No knowledge of the biggest, deadliest conflict in human history is granted within the film’s brisk running time, because it isn’t required. Dunkirk has no time for it because the people involved had no time for it. We only have to know what they had to know: the scream of a German fighter plane spiraling toward the beach, the quickest way out of a sinking destroyer, the amount of fuel left in Farrier’s (Tom Hardy) Spitfire, the obligatory motivation of Mr. Dawson’s (Mark Rylance) mission. In the film, these things draw the line between life and death; any wider perspective on World War II would be superfluous to what’s actually going on.

Dunkirk’s indifference toward stronger historical context was a noticeable paradigm shift for writer-director Christopher Nolan, whose preceding films averaged 145 minutes in length (Dunkirk is 106 minutes long) and largely ask more questions about their respective worlds than they answer. Likely the most renowned auteur among today’s blockbuster moviegoers, Nolan is nearly peerless as a force of big-budgeted originality in modern Hollywood. He has full creative control of his movies, which traditionally sell themselves on fantastical concepts and set pieces through which a marginalized story is told. He typically works through his stories a cinematic parkour runner, traveling from Point A to Point B in the most imaginative, memorable and, typically, practical ways he can.

The decision to make Dunkirk, then, was either an unassuming blessing or an ingenious bit of self-consciousness on Nolan’s part. The story is deceptively simple — it’s literally about getting from Point A to Point B — yet through Nolan’s sense of scope and the indomitable craft of his production, the film as a whole becomes an interwoven mosaic of dread on a massive scale. Dunkirk deserves to be described as an epic in a way that too few films made in the 21st century have warranted.

As such, when one thinks of this movie, they probably first associate it with its terrifying set-pieces and grand aerial cinematography. It’s all terrific stuff, the reason why the film, and the memory of seeing it in theaters, stays with me. But for its part, Nolan’s screenwriting is not to be underestimated by its minimal use of dialogue: It wasn’t easy to tell this story the way he decided to tell it, but it works beautifully through a universal, unrelenting sense of tension inherent in its three vacillating segments (land, sea, air). Suspense is built with unnerving sequences that are almost cruel toward the characters in their abundance; there are three scenes devoted to characters trying not to drown, and that’s only one of the hazards the evacuation presents.

All of it is punctuated by Hans Zimmer’s pulsating, relentless musical score, for which the composer was nominated for an Oscar.

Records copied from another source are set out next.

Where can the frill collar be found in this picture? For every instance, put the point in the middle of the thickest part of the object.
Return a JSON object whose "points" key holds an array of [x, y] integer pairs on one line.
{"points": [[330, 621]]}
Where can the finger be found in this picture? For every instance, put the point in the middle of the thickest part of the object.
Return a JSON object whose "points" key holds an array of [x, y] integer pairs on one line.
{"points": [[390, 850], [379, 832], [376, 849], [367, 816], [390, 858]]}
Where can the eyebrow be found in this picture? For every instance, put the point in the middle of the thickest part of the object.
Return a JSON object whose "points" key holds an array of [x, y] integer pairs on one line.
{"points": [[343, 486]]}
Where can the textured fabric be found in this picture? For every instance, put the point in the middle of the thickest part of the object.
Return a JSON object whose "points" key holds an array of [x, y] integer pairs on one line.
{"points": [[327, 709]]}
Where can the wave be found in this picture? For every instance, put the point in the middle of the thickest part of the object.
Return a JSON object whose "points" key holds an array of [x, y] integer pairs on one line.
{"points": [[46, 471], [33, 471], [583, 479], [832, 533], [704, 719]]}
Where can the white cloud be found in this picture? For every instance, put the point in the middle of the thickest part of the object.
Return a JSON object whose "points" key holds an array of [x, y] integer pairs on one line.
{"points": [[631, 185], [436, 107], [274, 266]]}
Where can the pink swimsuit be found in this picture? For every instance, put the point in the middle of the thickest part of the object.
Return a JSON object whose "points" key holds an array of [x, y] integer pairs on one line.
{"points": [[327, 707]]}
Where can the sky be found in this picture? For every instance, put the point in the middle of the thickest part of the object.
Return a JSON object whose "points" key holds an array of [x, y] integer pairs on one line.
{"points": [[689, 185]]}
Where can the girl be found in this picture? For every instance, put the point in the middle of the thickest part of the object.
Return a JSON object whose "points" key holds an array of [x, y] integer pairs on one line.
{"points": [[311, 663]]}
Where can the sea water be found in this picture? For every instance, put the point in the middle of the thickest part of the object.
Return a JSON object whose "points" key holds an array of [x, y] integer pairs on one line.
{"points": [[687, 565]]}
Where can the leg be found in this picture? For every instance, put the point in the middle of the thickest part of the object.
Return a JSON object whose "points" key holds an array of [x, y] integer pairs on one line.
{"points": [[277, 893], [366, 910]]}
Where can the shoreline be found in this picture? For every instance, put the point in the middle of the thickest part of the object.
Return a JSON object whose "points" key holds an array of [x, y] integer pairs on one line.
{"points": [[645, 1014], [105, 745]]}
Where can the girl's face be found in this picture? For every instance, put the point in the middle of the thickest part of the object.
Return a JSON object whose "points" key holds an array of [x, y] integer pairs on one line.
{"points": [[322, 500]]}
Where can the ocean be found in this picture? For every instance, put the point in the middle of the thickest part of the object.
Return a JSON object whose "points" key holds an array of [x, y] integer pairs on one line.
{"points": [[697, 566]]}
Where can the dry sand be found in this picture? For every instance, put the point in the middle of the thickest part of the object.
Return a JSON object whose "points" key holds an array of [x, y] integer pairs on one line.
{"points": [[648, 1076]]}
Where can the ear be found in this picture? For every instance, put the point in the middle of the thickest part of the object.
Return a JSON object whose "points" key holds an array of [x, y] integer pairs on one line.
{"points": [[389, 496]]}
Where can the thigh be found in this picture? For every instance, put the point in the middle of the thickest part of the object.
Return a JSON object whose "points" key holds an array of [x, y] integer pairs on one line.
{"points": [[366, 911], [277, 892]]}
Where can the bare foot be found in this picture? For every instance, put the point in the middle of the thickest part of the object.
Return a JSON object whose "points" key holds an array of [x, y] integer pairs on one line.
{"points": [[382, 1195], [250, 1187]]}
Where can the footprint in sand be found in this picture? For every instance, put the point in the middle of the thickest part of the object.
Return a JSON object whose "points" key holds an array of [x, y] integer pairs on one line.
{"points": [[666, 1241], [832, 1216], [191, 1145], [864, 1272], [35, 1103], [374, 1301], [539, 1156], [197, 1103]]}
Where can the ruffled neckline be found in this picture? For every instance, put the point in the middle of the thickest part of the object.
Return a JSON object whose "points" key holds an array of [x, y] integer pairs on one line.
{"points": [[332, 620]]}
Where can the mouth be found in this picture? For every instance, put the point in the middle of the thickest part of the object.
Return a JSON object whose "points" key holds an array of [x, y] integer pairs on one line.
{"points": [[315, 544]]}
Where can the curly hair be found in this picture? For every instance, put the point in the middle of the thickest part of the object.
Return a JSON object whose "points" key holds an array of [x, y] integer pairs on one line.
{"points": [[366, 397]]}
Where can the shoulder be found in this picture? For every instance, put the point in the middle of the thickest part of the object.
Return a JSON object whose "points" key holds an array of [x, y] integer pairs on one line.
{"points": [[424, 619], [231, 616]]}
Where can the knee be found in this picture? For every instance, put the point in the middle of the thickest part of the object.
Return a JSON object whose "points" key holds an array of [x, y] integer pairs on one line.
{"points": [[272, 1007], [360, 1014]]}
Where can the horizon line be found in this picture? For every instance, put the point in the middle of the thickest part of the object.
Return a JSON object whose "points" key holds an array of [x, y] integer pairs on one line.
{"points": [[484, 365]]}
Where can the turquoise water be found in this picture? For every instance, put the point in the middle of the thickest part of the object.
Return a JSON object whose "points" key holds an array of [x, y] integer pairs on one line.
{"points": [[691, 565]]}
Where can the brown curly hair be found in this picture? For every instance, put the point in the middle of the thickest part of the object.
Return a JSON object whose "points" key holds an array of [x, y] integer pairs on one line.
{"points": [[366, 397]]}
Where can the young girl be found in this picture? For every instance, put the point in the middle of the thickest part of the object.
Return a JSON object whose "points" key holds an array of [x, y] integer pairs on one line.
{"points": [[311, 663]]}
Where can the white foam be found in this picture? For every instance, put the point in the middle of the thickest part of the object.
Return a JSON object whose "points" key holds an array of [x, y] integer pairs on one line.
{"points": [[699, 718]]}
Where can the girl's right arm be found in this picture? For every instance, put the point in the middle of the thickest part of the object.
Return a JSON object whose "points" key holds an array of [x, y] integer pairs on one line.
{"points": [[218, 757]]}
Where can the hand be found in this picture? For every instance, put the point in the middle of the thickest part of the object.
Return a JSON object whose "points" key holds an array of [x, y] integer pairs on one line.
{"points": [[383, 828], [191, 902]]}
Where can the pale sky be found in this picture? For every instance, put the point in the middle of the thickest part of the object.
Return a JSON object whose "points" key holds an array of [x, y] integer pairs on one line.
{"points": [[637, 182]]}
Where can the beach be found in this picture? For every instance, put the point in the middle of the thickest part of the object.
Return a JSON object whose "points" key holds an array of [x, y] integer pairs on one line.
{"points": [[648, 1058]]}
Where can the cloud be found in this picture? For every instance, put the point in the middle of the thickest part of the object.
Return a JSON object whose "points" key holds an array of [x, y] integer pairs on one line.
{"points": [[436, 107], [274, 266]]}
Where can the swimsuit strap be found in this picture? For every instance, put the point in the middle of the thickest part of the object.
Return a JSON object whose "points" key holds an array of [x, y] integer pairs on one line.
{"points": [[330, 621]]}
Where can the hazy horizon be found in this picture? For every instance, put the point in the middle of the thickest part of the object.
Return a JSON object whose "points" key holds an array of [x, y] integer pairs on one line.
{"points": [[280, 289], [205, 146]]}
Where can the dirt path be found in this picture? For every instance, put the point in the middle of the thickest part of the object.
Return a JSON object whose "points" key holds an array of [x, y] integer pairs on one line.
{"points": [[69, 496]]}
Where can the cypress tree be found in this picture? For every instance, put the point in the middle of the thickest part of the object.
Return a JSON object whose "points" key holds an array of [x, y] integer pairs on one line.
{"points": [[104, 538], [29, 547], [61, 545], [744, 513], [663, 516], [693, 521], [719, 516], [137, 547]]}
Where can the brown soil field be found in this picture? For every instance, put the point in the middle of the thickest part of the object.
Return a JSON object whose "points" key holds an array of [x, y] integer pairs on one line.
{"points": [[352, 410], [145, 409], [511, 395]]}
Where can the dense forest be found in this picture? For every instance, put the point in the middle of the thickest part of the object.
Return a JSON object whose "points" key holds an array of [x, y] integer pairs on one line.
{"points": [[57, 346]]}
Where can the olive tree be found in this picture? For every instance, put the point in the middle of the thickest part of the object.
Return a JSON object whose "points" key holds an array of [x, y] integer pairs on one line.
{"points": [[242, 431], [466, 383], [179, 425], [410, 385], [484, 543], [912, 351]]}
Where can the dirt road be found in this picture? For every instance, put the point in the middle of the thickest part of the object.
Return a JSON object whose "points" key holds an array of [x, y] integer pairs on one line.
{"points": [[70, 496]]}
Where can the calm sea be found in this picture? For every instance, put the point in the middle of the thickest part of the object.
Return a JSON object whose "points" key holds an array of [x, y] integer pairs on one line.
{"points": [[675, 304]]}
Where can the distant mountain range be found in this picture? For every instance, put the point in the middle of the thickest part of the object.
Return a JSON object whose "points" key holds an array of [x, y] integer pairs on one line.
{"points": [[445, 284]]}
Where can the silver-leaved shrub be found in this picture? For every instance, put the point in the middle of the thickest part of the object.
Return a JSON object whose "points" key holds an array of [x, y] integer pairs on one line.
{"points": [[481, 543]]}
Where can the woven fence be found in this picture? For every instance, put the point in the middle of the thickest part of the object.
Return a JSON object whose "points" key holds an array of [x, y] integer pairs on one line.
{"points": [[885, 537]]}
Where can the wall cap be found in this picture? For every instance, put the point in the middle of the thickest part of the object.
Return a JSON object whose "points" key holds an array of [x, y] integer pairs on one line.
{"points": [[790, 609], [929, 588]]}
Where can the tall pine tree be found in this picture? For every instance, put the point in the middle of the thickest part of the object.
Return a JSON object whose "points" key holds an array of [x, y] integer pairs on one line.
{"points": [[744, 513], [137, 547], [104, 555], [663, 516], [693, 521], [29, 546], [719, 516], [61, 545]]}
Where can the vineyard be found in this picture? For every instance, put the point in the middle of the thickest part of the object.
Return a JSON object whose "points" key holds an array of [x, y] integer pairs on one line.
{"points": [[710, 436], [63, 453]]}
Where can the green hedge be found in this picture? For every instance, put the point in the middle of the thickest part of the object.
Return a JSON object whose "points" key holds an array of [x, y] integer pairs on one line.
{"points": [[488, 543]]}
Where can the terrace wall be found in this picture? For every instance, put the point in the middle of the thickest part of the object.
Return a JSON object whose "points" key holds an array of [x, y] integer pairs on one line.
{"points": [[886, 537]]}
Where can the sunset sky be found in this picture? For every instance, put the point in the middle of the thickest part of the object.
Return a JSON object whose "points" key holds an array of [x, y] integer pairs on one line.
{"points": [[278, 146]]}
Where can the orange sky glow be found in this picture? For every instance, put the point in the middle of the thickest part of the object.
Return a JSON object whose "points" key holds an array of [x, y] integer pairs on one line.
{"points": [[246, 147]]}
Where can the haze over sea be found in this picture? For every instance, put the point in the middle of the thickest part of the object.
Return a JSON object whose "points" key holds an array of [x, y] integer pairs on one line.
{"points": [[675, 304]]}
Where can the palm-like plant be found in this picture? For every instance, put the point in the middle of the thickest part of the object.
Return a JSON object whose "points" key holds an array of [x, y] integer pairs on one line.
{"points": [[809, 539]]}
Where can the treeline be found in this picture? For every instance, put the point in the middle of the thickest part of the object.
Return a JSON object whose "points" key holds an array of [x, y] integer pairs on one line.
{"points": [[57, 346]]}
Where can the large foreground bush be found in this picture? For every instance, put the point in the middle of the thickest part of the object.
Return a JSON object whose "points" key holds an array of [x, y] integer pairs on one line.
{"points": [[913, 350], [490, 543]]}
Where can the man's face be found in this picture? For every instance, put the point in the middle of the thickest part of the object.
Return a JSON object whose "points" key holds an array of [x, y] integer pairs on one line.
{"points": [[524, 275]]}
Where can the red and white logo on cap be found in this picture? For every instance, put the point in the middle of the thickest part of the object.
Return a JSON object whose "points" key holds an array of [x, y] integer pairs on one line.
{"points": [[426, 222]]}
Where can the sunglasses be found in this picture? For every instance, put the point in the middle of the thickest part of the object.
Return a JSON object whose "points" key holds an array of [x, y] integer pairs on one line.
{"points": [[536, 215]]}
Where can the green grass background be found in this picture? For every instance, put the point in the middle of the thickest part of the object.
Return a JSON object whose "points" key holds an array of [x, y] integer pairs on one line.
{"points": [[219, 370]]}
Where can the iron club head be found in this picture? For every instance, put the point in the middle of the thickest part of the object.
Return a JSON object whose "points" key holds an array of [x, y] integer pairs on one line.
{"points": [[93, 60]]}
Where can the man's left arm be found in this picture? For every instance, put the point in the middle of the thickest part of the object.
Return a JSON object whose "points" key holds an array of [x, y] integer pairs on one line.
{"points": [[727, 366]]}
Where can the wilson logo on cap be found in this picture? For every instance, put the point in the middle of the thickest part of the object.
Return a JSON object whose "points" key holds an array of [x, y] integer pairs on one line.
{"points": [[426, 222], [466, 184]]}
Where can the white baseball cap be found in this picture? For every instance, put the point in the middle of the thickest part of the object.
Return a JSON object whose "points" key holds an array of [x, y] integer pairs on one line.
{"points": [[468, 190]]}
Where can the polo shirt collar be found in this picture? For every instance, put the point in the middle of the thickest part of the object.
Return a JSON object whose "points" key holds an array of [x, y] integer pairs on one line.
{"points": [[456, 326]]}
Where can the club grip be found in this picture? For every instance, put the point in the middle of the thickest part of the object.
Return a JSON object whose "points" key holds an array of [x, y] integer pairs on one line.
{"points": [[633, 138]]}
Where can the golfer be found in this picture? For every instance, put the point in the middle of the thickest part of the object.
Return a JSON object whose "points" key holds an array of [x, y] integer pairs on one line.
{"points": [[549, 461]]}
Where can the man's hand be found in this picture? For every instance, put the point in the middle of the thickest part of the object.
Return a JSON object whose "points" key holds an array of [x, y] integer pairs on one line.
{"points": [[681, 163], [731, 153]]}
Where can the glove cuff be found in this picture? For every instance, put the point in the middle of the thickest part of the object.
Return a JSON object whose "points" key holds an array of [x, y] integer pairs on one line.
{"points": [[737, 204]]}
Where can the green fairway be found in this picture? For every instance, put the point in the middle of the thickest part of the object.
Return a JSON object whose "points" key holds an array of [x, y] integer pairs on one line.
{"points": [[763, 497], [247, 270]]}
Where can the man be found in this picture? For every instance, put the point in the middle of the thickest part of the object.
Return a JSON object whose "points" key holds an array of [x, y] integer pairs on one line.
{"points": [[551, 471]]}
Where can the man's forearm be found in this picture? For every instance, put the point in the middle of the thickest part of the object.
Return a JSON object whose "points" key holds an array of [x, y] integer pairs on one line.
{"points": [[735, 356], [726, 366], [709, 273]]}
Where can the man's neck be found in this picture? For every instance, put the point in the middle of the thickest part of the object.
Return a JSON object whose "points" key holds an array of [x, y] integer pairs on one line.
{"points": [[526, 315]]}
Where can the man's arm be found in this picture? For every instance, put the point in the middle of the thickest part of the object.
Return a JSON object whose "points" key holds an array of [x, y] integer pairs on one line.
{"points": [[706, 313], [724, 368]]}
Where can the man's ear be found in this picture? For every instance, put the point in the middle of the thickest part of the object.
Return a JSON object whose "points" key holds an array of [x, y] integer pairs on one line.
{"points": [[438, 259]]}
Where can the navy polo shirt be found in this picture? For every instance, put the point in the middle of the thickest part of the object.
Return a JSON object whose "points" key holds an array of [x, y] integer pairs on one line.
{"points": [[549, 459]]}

If the image of dozens of helpless soldiers swim through an oil-soaked patch of ocean surrounded by burning boats and crashing planes wasn’t enough to induce the sense of panic Nolan was after, then Zimmer’s use of shrieking violins, electronic bass thwomps a lá Inception, and even Nolan’s own ticking pocket watch, more than does the trick.

Dunkirk is such a unique entry into Nolan’s filmography, and it is somewhat disappointing to his traditional style that I also consider it to be, far and away, his best movie to date. The talented and visionary director has certainly made films I’ve liked (The Dark Knight, The Prestige, the majority of Inception), but has otherwise run serious risk of delivering fare that I found to be too bloated and convoluted for a blockbuster’s own good (Interstellar, The Dark Knight Rises, the rest of Inception). Dunkirk is a sort of amalgamation of what Nolan does best: presenting a cinematic equipment of a roller coaster stripped of most components besides the spectacular experience and an emotional focal point. Perhaps that’s an indictment of his aptitude to tell a good story, but a version of Christopher Nolan who knows his strengths would come pretty close to my idea of a master.